First, we should get to know the full story of St. Mary of Egypt. It’s a stunningly beautiful narrative, especially as St. Sophronius tells it from the point of view of St. Zosimas, who meets Mary in the desert after she has spent some 47 years in repentance and is able to work rather unselfconcsious miracles like walking on water or levitating in prayer. She who had spent 17 years in great sin is able to become one of the greatest of the saints. This means that, if there was hope for her, there is hope for everyone.

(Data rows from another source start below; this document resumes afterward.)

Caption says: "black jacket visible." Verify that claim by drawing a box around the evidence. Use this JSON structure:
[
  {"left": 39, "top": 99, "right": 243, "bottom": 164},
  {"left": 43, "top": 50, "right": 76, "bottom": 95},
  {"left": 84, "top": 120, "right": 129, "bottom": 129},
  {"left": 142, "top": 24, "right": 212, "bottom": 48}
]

But more deeply, as we preach Christ to our family, friends and co-workers, we emphasize that Christ is One Who suffered for us so that we might be released from our sins and be resurrected from the dead.

So many people have an image of God that is of some old man sitting on a throne up in the sky and judging them for everything they do. They feel that Christianity is about condemnation, that it is about moralism. But these people need to hear that the true story of Christianity is of the God Who became one of us so that He would suffer as one of us, so that in His own flesh He would destroy sin itself. He did not come into this world to condemn the world but to save it (John 3:17).

What if, when Mary of Egypt approached the Lord’s mother and began her repentance, what she received was judgment and condemnation for the way she had been living? It probably would not have been the same story.

But when she approached, she was received. She was loved. She drew near to the Cross of Jesus and knew the God-man Who had been delivered up to condemnation, to mocking, scourging, spitting and even to death itself.

And this is the Jesus Whom Mary encountered, the Jesus Whom we preach.

This also needs to be the Jesus Whom we are like. When someone comes to us who might resemble Mary of Egypt prior to her conversion—someone we might feel superior to, someone with whom we might feel we have nothing in common, someone we don’t know, someone we don’t like, someone whom we feel doesn’t belong here, someone whom we would prefer weren’t in our lives—that is the moment when we have to be most like Jesus Christ. That is the moment when we, like the Virgin Mary did for Mary of Egypt, extend the love and the hospitality and warmth of Jesus Christ to someone who is hurting, perhaps even unbeknownst to himself.

This is evangelism—that we know these stories and tell these stories, and also that we are able to become part of these stories so that others can be invited in, as well.

So as we are being equipped for this holy ministry, we ask for the prayers of St. Mary of Egypt, the Mother of our Lord, and of all the saints. Who knows? Perhaps we may introduce the next Mary of Egypt to the Church.

To our suffering and loving God, the Father and the Son and the Holy Spirit, be all glory, honor and worship, now and ever, and unto ages of ages. Amen.

One comment:

  1. Beautiful story Father and beautifully told. So inspiring to see through St. Mary that there is hope for even the worse of sinners.